Easter: for football fans a time to celebrate new beginnings and an end to the dark winter days of doubt, denial and freezing cold terraces. Wycombe’s goalless draw at Torquay United had already put Chesterfield into League One. In Cardiff, two goals from Adel Taarabt left QPR on the cusp of the Premier League, while a last-minute header at Brighton’s Withdean Stadium put Nigel Adkins’ Southampton within touching distance of the Championship. And at the lovingly-tended King George V Ground in Guisborough, the home team, now six long years out of the Northern League’s top flight, need only a single point to clinch their first promotion since 1987.

Excitement mounts as the team news comes in.

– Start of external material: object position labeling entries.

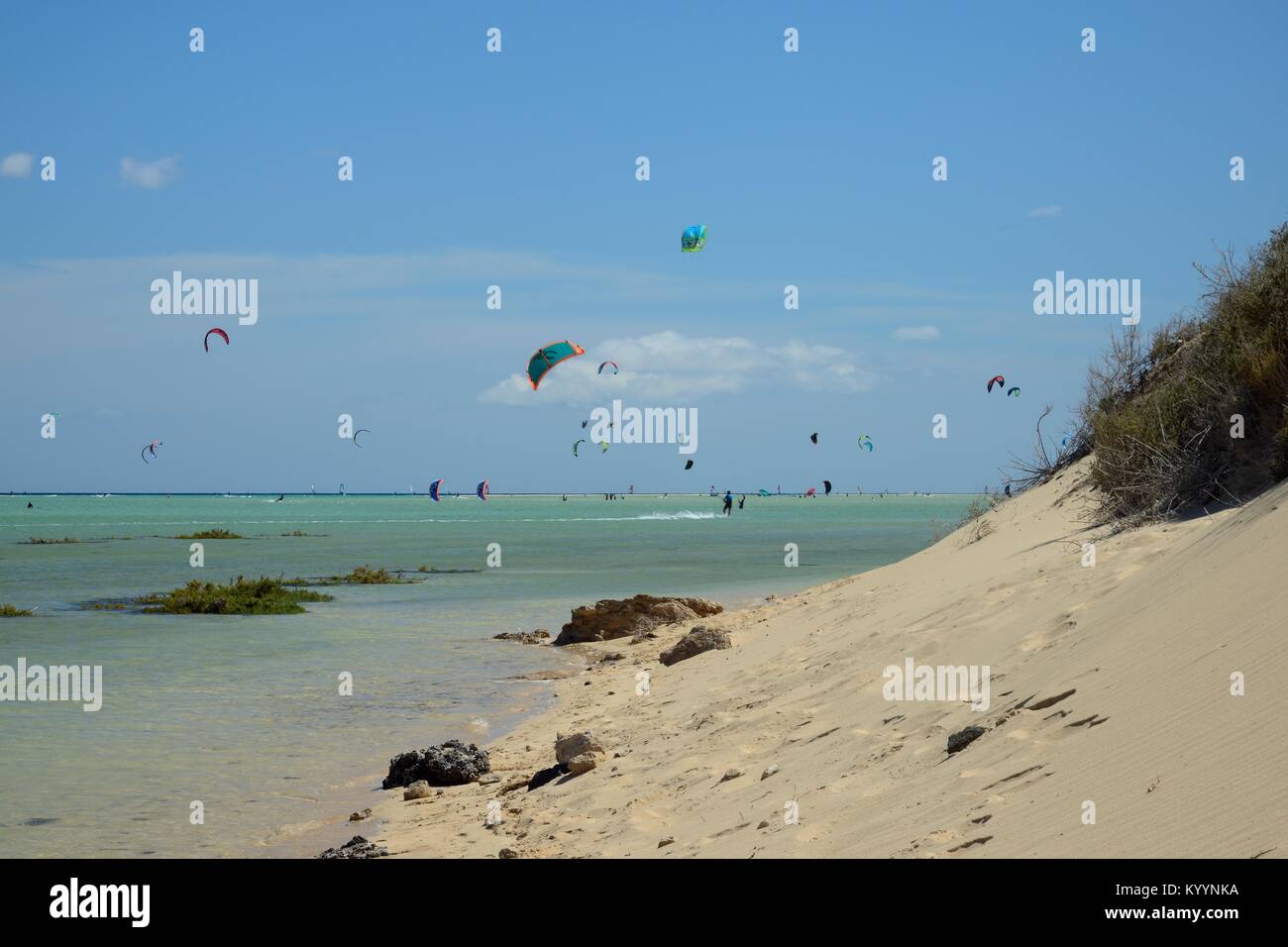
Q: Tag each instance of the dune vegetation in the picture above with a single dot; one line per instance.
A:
(1193, 415)
(243, 595)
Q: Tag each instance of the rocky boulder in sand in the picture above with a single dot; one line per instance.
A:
(578, 745)
(699, 639)
(447, 764)
(631, 616)
(357, 847)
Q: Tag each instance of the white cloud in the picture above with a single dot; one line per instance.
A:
(917, 334)
(17, 165)
(669, 368)
(150, 174)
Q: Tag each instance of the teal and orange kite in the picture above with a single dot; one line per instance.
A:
(548, 357)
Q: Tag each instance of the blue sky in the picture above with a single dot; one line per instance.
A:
(518, 169)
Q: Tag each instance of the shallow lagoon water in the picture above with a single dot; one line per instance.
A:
(244, 714)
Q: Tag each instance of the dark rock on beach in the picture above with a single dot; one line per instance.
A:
(542, 776)
(357, 847)
(447, 764)
(699, 639)
(962, 738)
(625, 617)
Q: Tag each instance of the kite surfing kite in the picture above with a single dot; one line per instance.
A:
(694, 239)
(548, 357)
(220, 333)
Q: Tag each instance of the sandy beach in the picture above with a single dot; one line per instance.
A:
(1112, 729)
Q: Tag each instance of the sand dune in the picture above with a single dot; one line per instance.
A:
(1109, 684)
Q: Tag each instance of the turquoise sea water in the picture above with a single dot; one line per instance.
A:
(245, 715)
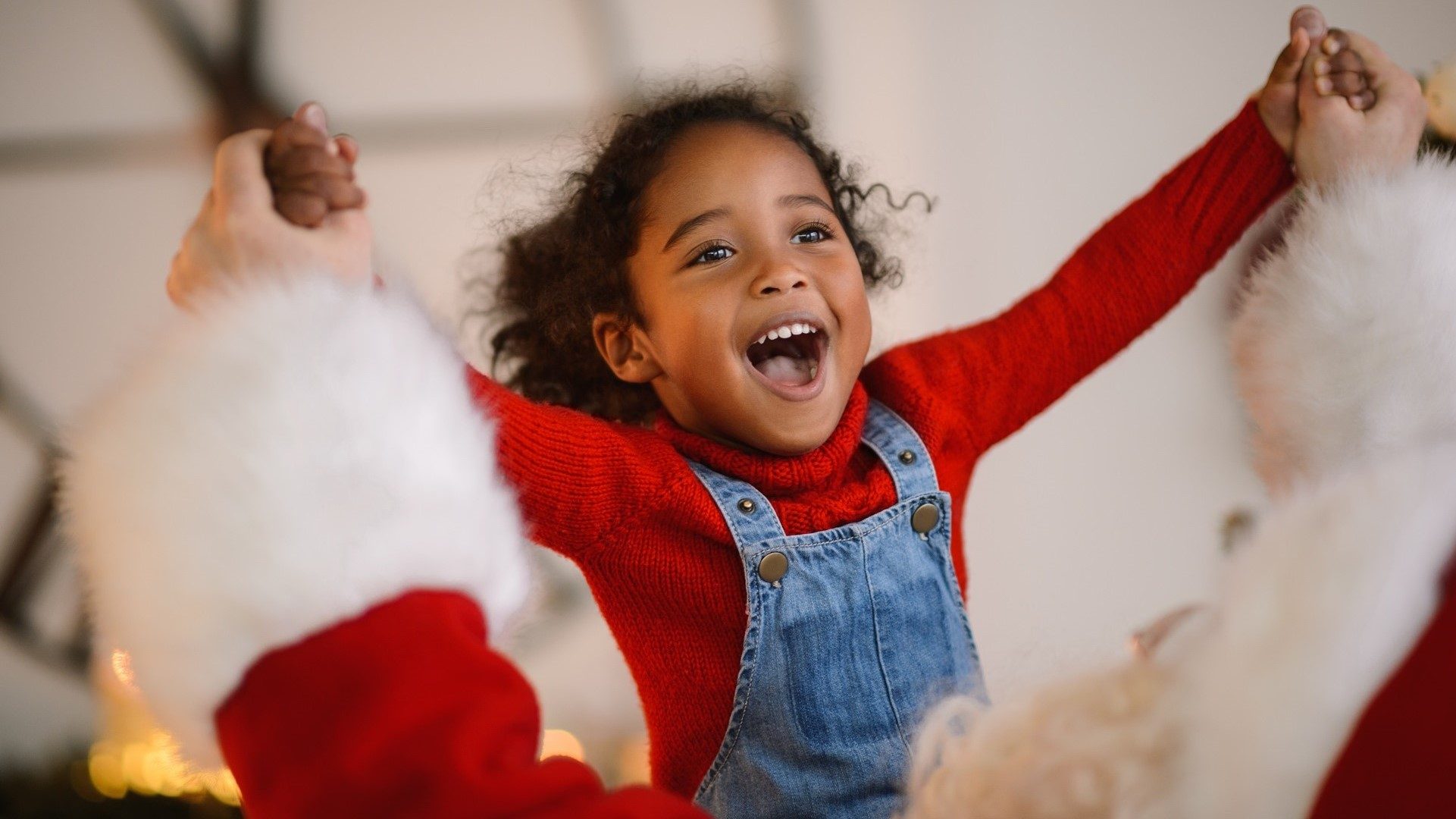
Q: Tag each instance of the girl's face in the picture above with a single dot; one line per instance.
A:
(755, 316)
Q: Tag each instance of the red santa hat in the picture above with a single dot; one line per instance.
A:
(1345, 349)
(277, 463)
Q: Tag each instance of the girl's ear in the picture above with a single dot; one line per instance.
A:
(625, 349)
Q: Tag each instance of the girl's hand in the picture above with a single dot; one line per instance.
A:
(1279, 98)
(240, 237)
(311, 174)
(1334, 139)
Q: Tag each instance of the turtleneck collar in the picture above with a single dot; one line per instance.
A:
(776, 474)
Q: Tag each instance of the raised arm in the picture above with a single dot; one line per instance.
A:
(568, 468)
(994, 376)
(305, 586)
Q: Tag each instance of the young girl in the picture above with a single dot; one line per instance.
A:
(763, 518)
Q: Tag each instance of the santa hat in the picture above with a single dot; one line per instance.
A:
(1347, 359)
(1345, 344)
(281, 460)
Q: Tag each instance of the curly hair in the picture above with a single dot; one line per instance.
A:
(565, 268)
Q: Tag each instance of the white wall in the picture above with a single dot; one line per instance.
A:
(1030, 121)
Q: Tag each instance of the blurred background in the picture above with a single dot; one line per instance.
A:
(1029, 121)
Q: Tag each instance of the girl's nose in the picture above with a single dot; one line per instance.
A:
(779, 278)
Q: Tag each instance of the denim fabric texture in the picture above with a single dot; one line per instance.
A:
(845, 651)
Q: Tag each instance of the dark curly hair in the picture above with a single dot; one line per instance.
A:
(561, 271)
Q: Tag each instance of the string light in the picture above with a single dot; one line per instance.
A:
(121, 667)
(556, 742)
(153, 767)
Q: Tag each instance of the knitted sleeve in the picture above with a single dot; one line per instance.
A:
(577, 475)
(980, 384)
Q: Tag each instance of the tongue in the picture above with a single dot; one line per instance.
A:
(788, 371)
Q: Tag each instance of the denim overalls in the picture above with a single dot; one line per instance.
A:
(852, 632)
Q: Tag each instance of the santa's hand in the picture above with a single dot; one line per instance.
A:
(309, 172)
(1335, 139)
(240, 237)
(1279, 98)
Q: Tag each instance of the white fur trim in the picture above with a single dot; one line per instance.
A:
(1321, 608)
(1347, 340)
(280, 463)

Seventh and fifth in the previous two seasons, the Priorymen began their league campaign with seven wins and a draw and haven’t been out of the top two anytime since. With just one defeat in 18 games – a run which includes a 1-0 North Riding Senior Cup final win over local rivals Marske United – Guisborough go into the game having scored 15 goals in their last four matches and 98 across the season as a whole. Washington had a barnstorming start of their own when they briefly challenged at the top and inflicted a 3-0 defeat on Newton Aycliffe – the champions’ second and final league loss of the season – but have recently lost their main source of funding, manager David Lee, and most of their playing staff to other clubs, resulting in a run of 20 games without a win which has latterly included a 9-1 battering at home to North Shields and only the third victory of a tumultuous season for bottom club Morpeth Town. In soaring temperatures, visiting boss Dave Smith is pressed into service in the centre of defence – his first competitive game in fifteen years as part of an otherwise youthful and largely inexperienced first eleven. Local lad, captain and top scorer Dave Onions, whose 35 goals – to go with the 31 he scored last year - include a stunning three hat-tricks in ten days against Crook, Seaham and Morpeth Town, leads the line for Guisborough. “Every player except the keeper has scored so far this season” committee member John Butterfield tells me as he chalks up the team on a board in the social club. Even so, Mark Cowan, who helps run the ever-growing supporters club and is currently writing Far From the Massive Crowds, an entertaining, anecdotal account of the club’s season, isn’t the only Guisborough fan to be feeling more than beer and hot dogs in their stomach as the kick off draws near.

Guard of honour

Those nerves don’t last long. It takes approximately two minutes for 19-year-old ex-Aston Villa junior Tom Portas to open the scoring, slipping a defender and stroking a 20-yard shot past the goalkeeper’s dive. It’s three within twelve minutes and six before half-time, ex-Horden forward Chris I’Anson scoring four times and Onions contributing his now obligatory goal. With the sublime Portus controlling the tempo from midfield and manager Chris Hardly patiently conducting his team’s play, Guisborough glide through the half, the Washington defence left looking despondently at the linesman as I’Anson scores his fourth goal OF the day and fifteenth of the season just before the break.

To the away side’s great credit they never once look like giving up, and their unstinting efforts are finally rewarded with a late goal for midfielder John Sherlock. By then the home team are seven goals ahead, Ian Clark – who made over 300 professional appearances for Doncaster, Hartlepool and Darlington – having scored shortly after the restart. As the North Riding Senior Cup is paraded in front of the tea hut, Lee Bythway stoops to head an eighth goal with his side’s final attack of the game. Most of the season high crowd of 210 stay back to celebrate with the players in the clubhouse bar. “We’ve got a lot of young lads in this team, seventeen and eighteen year olds,” a beaming Dave Onions tells me. “We’ll push on next season and see where it takes us.” “Beyond any of our expectations,” says Mark Cowan.

Thunder booms over the nearby hills as players from some of Guisborough’s ten youth teams start to practise on the now empty pitch, but inside the bar the celebrations are louder still. A fantastic club. Go and see it for yourself.